As I grew older, becoming a 'preteen', I began to reject God; I saw Him as a hindrance to my social status. While everyone I knew was also attending these services, I saw myself as the child who needed to be different, and wanted proof that He existed. I still went, of course; since it was expected of me, and I would have been forced to either way. But I always sat there, angry and trying my best to hide my hatred.
I blamed Him for all of my misfortune, and assumed that if He were real, I wouldn't be so unlucky a girl. Everything that went wrong I just used to fuel my internal fire, growing more and more unhappy in my life, and becoming so against my campground that I no longer wanted to be there during the summer. I blamed Him, and I blamed my family and friends for forcing me to attend services.

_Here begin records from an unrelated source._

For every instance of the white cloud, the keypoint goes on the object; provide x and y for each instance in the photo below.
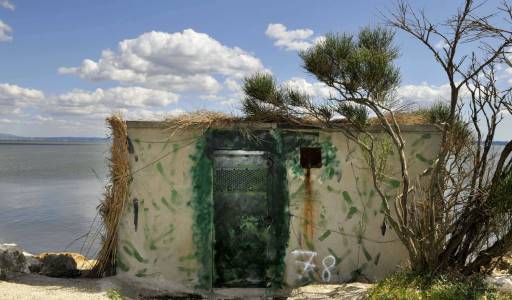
(7, 4)
(180, 61)
(99, 103)
(5, 32)
(291, 40)
(232, 85)
(423, 94)
(79, 106)
(14, 98)
(315, 89)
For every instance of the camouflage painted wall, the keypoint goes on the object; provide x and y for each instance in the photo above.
(329, 229)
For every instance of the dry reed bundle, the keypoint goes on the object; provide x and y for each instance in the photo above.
(116, 193)
(202, 120)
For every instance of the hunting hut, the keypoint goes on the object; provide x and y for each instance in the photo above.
(224, 203)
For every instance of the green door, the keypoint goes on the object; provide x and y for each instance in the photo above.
(242, 221)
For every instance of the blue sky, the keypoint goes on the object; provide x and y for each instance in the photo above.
(194, 59)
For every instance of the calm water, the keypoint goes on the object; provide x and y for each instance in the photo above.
(49, 194)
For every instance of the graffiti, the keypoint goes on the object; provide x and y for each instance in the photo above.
(326, 273)
(306, 260)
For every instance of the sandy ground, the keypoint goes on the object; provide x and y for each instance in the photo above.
(46, 288)
(41, 287)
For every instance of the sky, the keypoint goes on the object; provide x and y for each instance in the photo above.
(66, 65)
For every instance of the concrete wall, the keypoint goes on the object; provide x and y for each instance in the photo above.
(335, 226)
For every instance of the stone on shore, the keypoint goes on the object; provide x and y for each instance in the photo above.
(33, 264)
(12, 260)
(58, 265)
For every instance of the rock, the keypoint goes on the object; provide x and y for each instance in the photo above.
(12, 260)
(58, 265)
(82, 263)
(33, 264)
(502, 283)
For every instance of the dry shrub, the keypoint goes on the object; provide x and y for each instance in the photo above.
(116, 193)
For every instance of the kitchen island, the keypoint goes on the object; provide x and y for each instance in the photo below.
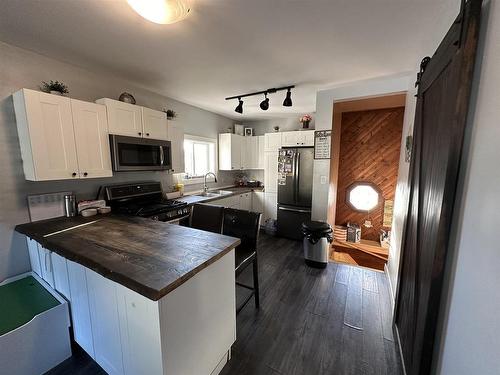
(145, 296)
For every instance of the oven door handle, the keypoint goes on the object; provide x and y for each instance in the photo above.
(162, 157)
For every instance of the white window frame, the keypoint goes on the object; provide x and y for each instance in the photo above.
(199, 179)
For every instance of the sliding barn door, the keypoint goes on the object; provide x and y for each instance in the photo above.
(442, 103)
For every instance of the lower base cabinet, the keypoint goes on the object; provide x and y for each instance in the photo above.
(127, 333)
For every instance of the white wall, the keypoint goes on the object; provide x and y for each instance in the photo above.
(471, 327)
(21, 68)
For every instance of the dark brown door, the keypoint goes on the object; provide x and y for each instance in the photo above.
(442, 103)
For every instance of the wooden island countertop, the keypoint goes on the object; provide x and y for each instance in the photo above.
(150, 257)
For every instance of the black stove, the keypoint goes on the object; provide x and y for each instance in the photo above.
(145, 199)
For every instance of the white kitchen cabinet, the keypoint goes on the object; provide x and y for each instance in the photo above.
(92, 141)
(260, 152)
(60, 272)
(46, 135)
(80, 311)
(298, 138)
(103, 304)
(271, 171)
(176, 138)
(270, 207)
(123, 118)
(46, 265)
(246, 201)
(34, 256)
(258, 202)
(230, 151)
(154, 124)
(272, 141)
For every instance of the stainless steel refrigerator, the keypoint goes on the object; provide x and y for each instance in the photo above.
(295, 175)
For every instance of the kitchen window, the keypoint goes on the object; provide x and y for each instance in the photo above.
(200, 156)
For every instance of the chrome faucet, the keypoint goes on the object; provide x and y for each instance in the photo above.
(205, 187)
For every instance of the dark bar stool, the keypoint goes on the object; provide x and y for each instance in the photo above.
(207, 217)
(245, 226)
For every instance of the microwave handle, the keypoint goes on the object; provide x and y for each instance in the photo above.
(162, 157)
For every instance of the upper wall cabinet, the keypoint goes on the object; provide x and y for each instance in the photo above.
(53, 135)
(135, 121)
(154, 124)
(123, 118)
(297, 138)
(91, 137)
(272, 141)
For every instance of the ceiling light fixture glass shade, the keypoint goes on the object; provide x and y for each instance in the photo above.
(288, 100)
(161, 11)
(239, 107)
(264, 105)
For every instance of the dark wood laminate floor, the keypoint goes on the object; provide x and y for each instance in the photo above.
(311, 322)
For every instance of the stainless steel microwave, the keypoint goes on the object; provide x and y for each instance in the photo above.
(140, 154)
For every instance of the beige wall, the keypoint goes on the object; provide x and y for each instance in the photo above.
(21, 68)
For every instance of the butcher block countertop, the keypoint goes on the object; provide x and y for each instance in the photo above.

In 2014, I had quite a few health problems. My asthma grew more severe and I began to get painful headaches. I was afraid and unsure of what to do, so for the first time, I turned to God. In my time of need, I turned to the one person whom I knew would listen, despite my doubting Him for the past six years.
While the health problems didn't immediately disappear like magic, my migraines dissipated and I regained control of my asthma. I realized that while I have no proof of God, it is possible that He does exist, and will be there for me when I most need him. He will be there for me even when I don't, because I am one of His children and He will protect me.
Of course, I still struggle with my beliefs, because there are times when something goes wrong and I get angry, beginning to blame Him again. But I remember that whatever is happening, God has a plan for me, and this is part of it. His plans are more powerful than mine, and everything that happens, happens for a reason. I just need to remember to trust in him.
Now, I'm not the type of person to suggest that you have to believe in God. My beliefs are mine, and yours are yours. I will stand by mine, but not be opposed to hearing the reasons behind yours. But I do wish for people like me, those who trusted in Him and then began to reject Him, to look inside themselves, to try and find a reason to believe. And even if you don't, know that He will look after you, no matter what.
Hebrews 1:11 "Now faith is being sure of what we hope for and certain of what we do not see."